Adventures on a Collision Repair Path Less Traveled

08/31/2023 by I-CAR


If there's a limit to where Mike Lonabaugh's collision repair skills can take him, this award-winning I-CAR instructor hasn't found it yet. This blog follows some of his adventures down a career path that is part traditional and part less traveled, with the most amazing outlet for his talent on the silver screen (yes, we do mean Hollywood).

Using Basic Skills as Stepping Stones

Mike Lonabaugh

Basic refinishing and body work can be stepping stones to a wide variety of opportunities, and “no one should be washing cars for two years unless they lack interest and motivation,” says Lonabaugh. Entry-level employees looking to advance shouldn't wait for management to seek them out, he advises. “No one knows what your goals are, so don't be afraid to speak up and use your voice. Don't limit yourself.”

“There are so many opportunities in this industry,” Lonabaugh says, “including working with exotics and high-line vehicles, estimating, working for vendors, insurance, management and teaching. For young techs who are computer literate, there's a huge opportunity with ADAS calibrations, electric vehicles, and working with software.” He recommends technicians ask for hands-on ADAS and EV courses taught at I-CAR's Chicago Technical Center.

“Sell yourself; tell them you grew up with technology and are good with this stuff. Tell them this is another aspect of business to grow.”

Keeping Tuned In to Opportunities

Like many in the industry, Lonabaugh had an early exposure to the auto trade through a family business. As a teen, he worked in a New Jersey business owned by cousins, occasionally helping out in the mechanics' shop and more regularly in the “street rod” side of business, where he got hooked on body work. He enrolled in a collision repair school program. His career accelerated quickly from the start. If he's had some lucky breaks, it's because he keeps his antenna up, always tuned in to opportunities.

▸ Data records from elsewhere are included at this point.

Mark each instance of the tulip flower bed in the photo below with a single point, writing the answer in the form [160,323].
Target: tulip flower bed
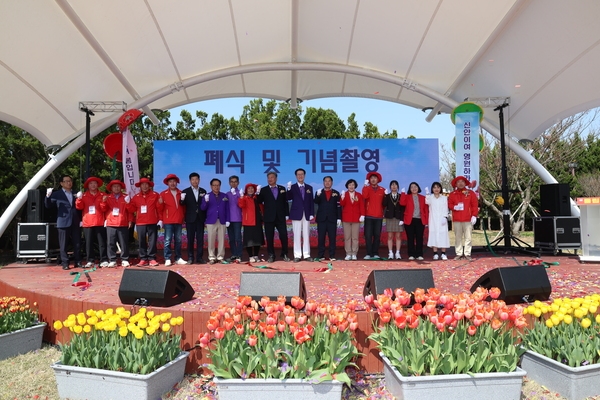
[281,342]
[447,334]
[115,340]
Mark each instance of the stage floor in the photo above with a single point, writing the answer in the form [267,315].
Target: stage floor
[219,284]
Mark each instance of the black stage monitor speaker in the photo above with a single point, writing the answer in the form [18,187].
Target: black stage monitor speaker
[272,284]
[159,287]
[408,279]
[517,284]
[555,200]
[36,210]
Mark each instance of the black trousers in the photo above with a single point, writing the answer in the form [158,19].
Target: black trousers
[95,234]
[281,227]
[72,234]
[147,235]
[328,229]
[195,231]
[118,234]
[414,235]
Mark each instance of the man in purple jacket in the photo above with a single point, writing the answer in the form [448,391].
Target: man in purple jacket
[216,205]
[234,231]
[302,211]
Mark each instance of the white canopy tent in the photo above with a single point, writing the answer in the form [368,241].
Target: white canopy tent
[155,54]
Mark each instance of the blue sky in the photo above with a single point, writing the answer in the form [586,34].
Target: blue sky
[385,115]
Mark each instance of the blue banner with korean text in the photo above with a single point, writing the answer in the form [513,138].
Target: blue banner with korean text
[404,160]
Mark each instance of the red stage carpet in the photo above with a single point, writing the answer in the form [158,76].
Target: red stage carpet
[216,284]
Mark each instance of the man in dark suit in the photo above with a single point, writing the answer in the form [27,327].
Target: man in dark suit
[274,199]
[302,211]
[194,218]
[68,220]
[329,216]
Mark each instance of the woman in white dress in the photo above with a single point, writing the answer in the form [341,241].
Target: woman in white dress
[438,221]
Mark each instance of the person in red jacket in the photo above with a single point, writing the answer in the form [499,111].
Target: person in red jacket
[373,195]
[254,237]
[118,221]
[172,215]
[93,221]
[145,206]
[416,217]
[463,203]
[353,213]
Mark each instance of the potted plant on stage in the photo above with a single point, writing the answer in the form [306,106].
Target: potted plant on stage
[20,328]
[562,346]
[281,352]
[111,351]
[448,345]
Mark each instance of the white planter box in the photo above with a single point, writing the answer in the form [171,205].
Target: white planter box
[98,384]
[572,383]
[275,389]
[22,341]
[488,386]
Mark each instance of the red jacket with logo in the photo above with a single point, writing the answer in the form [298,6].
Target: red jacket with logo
[148,199]
[113,206]
[92,214]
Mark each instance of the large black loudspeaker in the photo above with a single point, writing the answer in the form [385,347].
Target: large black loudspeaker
[555,200]
[408,279]
[517,284]
[36,210]
[272,284]
[160,288]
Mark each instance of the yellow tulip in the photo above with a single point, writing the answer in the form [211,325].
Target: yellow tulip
[585,323]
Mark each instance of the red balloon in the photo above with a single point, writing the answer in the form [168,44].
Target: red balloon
[113,146]
[127,118]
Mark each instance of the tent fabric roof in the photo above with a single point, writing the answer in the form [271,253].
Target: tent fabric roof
[543,54]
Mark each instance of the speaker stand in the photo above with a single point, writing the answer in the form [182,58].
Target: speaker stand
[507,236]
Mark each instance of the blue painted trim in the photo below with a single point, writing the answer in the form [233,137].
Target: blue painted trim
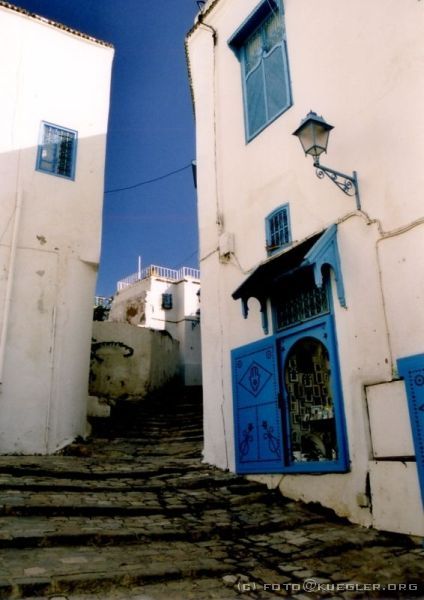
[411,368]
[249,26]
[322,328]
[283,208]
[307,320]
[326,252]
[252,433]
[252,22]
[41,146]
[275,344]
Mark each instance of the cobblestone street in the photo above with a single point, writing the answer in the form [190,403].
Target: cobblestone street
[134,514]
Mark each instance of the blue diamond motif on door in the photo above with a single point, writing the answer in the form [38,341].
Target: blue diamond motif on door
[255,378]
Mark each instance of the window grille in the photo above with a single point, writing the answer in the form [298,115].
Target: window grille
[166,301]
[278,229]
[57,151]
[300,300]
[262,51]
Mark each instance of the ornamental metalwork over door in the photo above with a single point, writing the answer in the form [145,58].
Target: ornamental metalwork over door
[257,416]
[313,414]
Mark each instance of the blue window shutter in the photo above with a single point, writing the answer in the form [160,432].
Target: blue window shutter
[255,97]
[257,419]
[411,368]
[275,82]
[277,226]
[57,151]
[260,45]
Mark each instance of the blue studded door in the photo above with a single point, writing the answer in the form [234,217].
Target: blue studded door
[313,409]
[257,416]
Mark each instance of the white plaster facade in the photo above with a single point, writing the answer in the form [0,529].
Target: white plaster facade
[50,228]
[139,301]
[359,64]
[129,362]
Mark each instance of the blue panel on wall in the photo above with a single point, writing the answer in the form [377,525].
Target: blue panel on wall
[257,417]
[411,368]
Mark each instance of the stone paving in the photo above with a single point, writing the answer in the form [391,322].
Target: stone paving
[133,514]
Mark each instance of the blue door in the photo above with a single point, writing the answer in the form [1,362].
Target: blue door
[314,428]
[257,415]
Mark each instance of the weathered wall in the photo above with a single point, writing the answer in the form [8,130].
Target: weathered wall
[54,225]
[141,304]
[130,361]
[358,64]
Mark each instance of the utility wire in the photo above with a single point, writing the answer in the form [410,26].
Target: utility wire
[131,187]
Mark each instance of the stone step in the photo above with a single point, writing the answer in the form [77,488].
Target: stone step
[203,524]
[190,480]
[45,571]
[170,501]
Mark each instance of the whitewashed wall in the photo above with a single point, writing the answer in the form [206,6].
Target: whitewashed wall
[48,74]
[141,304]
[130,361]
[359,64]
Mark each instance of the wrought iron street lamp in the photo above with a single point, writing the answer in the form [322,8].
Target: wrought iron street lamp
[313,133]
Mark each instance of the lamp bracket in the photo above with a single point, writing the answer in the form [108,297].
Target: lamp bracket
[347,183]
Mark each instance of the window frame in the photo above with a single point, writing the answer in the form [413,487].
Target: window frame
[167,301]
[237,43]
[284,208]
[41,145]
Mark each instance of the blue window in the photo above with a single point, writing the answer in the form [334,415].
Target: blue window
[57,151]
[261,48]
[277,229]
[167,301]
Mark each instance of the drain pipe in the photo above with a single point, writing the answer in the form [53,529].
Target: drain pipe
[10,280]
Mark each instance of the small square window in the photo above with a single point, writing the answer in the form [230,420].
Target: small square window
[278,232]
[57,151]
[260,44]
[167,301]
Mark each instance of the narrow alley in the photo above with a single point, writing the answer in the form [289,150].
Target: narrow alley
[134,514]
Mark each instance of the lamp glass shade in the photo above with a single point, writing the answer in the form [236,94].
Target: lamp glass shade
[313,134]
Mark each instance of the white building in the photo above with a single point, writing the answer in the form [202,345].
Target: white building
[319,391]
[54,108]
[165,299]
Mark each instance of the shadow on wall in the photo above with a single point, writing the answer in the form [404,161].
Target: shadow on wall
[128,362]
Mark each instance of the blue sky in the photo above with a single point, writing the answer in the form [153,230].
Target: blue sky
[151,130]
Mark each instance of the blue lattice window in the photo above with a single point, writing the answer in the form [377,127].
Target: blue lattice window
[261,48]
[299,300]
[57,151]
[278,229]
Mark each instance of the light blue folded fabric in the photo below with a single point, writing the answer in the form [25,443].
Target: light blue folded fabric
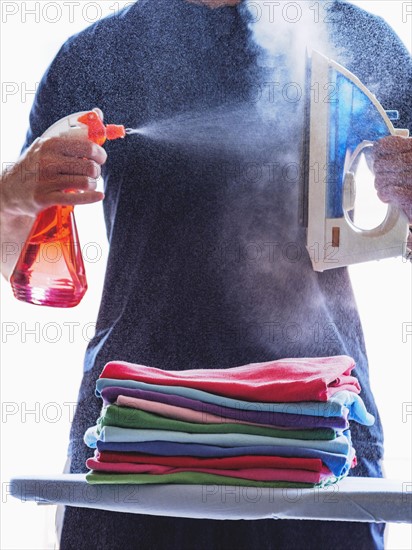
[340,445]
[340,404]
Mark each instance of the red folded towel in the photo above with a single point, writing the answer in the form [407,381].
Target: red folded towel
[285,380]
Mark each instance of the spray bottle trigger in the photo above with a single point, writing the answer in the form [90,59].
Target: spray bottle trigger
[349,192]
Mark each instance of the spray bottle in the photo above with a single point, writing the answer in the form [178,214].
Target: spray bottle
[50,270]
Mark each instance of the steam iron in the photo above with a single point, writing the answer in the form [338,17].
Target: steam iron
[343,119]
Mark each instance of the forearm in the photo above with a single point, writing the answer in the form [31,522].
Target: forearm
[14,230]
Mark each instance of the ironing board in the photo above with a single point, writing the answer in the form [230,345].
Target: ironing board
[353,499]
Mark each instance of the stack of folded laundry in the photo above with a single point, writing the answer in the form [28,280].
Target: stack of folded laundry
[279,424]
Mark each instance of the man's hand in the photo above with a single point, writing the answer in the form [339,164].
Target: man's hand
[392,166]
[46,171]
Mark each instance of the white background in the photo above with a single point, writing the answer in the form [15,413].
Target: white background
[42,348]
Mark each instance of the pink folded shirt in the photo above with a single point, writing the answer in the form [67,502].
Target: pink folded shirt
[285,380]
[181,413]
[258,474]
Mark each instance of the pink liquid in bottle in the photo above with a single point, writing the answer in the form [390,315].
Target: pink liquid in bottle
[50,270]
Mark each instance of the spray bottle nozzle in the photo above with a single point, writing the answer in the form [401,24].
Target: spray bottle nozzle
[97,131]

“I became head painter within six months at my first body shop job,” he says, explaining he played up everything he had to offer, however modest. That included high school art classes and his eagerness to pick up the slack of an unreliable employee.

Refinishing was an early strength of Lonabaugh's, and over time, he mastered body work and sought mentors who could help him perfect his technique. “I have the attitude that if you can do it, so can I,” he says. “I enjoy learning and wanted to be a specialist in all of it. I never wanted to be constrained to one skill set.”

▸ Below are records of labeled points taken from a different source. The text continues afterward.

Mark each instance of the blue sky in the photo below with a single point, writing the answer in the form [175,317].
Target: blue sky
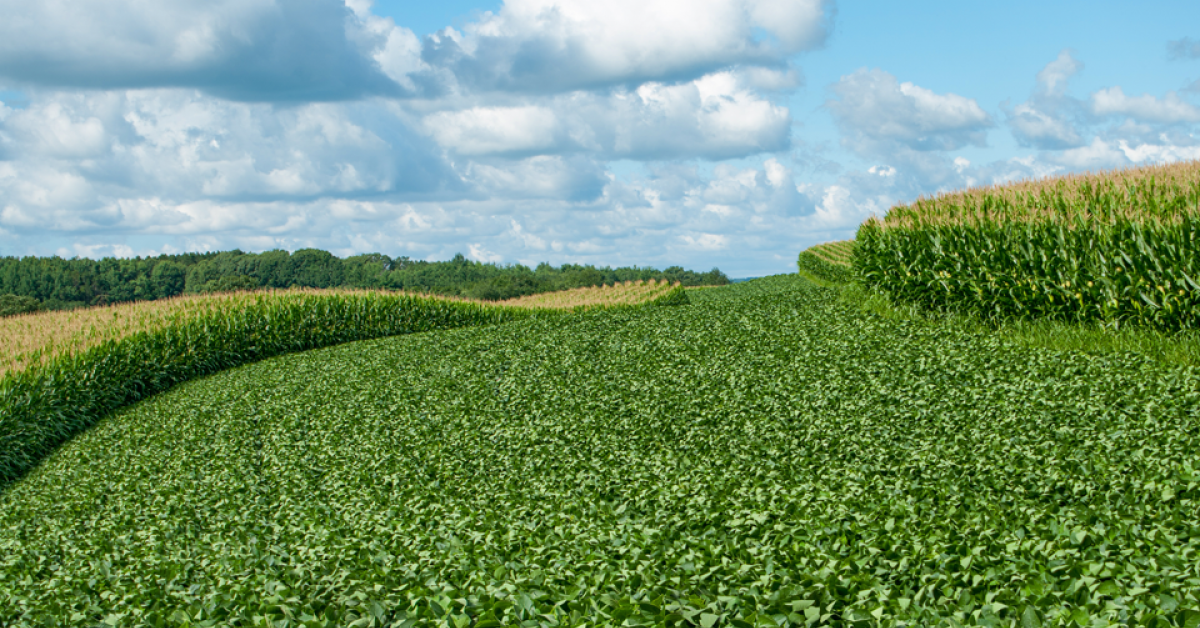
[727,133]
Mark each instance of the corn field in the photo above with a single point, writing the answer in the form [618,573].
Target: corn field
[66,370]
[1119,247]
[828,262]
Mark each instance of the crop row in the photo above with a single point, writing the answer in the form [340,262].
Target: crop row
[1152,195]
[765,456]
[159,345]
[1123,274]
[828,262]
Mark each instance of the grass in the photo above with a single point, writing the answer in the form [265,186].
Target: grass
[767,455]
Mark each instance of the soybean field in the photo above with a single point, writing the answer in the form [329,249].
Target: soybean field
[762,456]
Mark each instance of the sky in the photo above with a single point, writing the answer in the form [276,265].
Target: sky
[727,133]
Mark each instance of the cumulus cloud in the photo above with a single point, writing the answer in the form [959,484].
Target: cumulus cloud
[1185,48]
[714,117]
[94,156]
[239,49]
[1049,119]
[544,46]
[876,113]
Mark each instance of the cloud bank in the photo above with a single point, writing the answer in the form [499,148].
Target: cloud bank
[637,132]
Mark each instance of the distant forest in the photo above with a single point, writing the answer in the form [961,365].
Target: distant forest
[55,283]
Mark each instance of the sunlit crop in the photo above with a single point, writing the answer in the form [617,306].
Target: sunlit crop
[1115,247]
[763,456]
[828,262]
[35,339]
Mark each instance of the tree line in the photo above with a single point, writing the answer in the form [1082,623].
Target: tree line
[55,283]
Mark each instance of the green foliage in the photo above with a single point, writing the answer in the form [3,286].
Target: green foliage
[1121,274]
[64,283]
[677,295]
[229,283]
[766,456]
[825,270]
[41,408]
[13,305]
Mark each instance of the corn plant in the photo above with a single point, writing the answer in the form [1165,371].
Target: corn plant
[1120,249]
[828,262]
[766,456]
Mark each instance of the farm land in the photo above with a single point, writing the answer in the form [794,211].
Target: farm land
[760,454]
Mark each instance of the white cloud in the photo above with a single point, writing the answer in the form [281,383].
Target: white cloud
[1185,48]
[479,253]
[705,241]
[1048,120]
[1095,156]
[490,130]
[241,49]
[713,117]
[564,45]
[1170,109]
[1159,153]
[876,113]
[1053,78]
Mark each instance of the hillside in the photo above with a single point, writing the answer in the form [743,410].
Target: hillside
[1115,249]
[31,283]
[765,456]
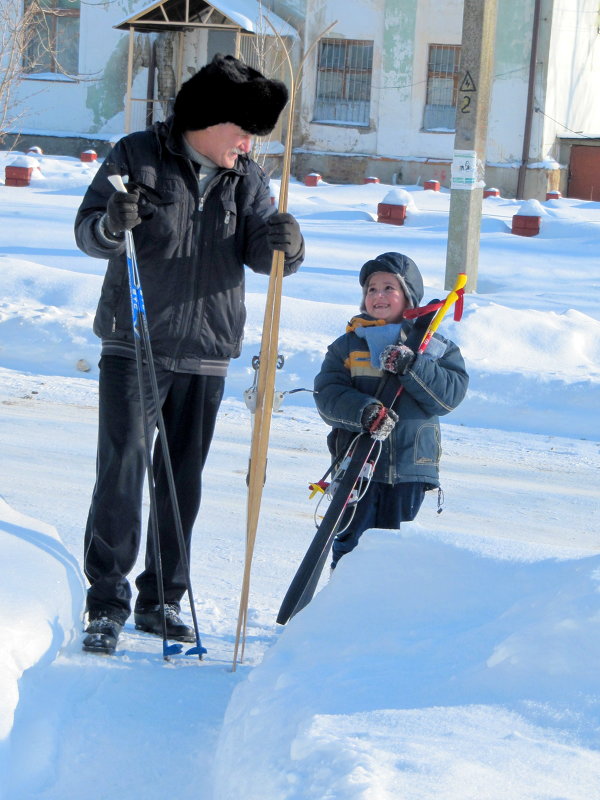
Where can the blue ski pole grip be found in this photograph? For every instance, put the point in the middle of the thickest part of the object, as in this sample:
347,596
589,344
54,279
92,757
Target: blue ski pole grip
117,181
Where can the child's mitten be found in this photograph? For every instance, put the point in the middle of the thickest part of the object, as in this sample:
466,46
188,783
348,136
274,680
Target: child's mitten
379,421
397,358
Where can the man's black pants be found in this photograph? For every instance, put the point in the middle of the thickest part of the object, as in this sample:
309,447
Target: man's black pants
113,533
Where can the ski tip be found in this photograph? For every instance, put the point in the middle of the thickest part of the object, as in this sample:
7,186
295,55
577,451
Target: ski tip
171,649
100,644
196,651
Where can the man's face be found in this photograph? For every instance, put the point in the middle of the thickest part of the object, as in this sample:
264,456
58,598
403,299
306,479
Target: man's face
221,143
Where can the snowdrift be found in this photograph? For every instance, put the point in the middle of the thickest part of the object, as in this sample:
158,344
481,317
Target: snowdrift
426,670
41,596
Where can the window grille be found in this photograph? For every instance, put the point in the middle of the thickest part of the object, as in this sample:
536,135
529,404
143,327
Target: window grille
442,87
344,74
54,43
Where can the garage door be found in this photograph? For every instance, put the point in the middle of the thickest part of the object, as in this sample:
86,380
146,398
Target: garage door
584,173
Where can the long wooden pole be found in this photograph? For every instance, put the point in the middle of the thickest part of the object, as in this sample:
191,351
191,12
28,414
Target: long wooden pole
267,364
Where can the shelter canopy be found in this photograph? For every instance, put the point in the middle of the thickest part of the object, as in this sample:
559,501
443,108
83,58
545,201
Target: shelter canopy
176,15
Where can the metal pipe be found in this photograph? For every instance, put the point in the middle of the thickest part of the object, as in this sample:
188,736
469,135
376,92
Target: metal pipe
530,101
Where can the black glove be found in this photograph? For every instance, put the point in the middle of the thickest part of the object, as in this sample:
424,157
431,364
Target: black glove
122,211
283,233
378,421
397,358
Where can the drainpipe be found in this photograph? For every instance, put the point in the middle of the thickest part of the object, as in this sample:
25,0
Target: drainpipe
530,101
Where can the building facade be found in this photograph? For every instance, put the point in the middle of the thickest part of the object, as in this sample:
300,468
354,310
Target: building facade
378,94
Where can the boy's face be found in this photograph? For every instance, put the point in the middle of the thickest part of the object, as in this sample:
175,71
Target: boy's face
384,298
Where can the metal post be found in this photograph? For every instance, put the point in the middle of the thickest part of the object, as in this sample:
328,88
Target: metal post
474,88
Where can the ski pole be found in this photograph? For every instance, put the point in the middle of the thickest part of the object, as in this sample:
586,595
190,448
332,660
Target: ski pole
138,312
266,373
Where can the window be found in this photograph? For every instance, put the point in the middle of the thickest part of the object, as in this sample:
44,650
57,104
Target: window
344,82
442,87
54,42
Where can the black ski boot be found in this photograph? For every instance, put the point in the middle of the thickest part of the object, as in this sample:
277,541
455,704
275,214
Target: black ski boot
102,635
149,619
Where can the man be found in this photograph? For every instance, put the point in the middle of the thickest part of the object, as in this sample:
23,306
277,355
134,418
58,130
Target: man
199,209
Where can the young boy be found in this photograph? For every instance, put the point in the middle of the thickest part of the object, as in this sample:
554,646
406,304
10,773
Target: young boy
433,383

A move to southern California in 2003 opened two new career paths for Lonabaugh. One reset his priorities to make a broader impact in the industry as an I-CAR instructor. The other was an opportunity of a lifetime that gave his work a public stage to be admired by millions of people.

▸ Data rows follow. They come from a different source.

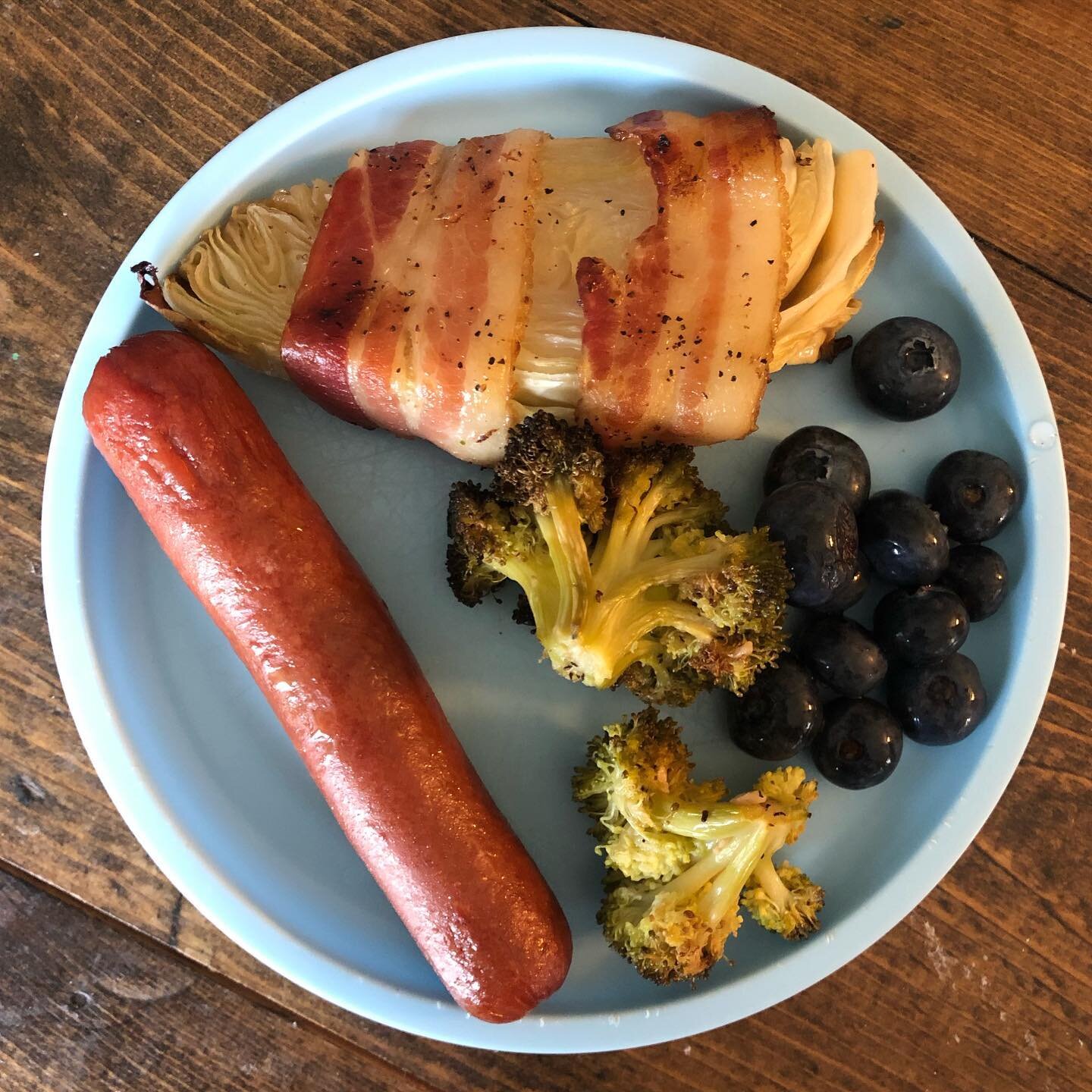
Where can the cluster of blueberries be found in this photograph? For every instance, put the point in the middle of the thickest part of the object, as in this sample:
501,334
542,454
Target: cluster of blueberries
836,536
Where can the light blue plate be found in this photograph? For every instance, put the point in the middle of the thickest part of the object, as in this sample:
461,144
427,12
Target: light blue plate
206,778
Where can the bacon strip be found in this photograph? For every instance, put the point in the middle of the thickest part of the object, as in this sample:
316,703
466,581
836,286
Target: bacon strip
677,345
412,307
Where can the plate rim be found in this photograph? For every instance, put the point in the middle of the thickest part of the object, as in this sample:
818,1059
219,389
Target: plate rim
243,921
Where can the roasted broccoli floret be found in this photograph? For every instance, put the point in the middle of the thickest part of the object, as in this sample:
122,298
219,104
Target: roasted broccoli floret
625,563
682,860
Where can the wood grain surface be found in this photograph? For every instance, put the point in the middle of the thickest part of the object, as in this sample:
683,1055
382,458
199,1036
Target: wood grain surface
108,978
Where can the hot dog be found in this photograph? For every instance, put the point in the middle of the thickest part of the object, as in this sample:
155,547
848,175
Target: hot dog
257,551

Sharing Expertise with the Industry

Relocating across the country during a poor economy, Lonabaugh had no problem finding employment due to his impressive range of skills. His hunch to visit a paint store in search of job leads paid off. A customer buying supplies for his body shop overheard him and “found it hard to believe I could do it all. He asked me, 'Why don't you paint some cars for us while our painter is on vacation?,' and after I painted the third one, he fired his painter and hired me.”

The owner of that Lancaster shop was an I-CAR instructor, and Lonabaugh, who has been mentoring his whole career, volunteered to assist with his evening classes. With encouragement from his employer, Lonabaugh decided to teach for I-CAR. He instantly clicked with the instructors he met in training. “I knew this is what I wanted to do.”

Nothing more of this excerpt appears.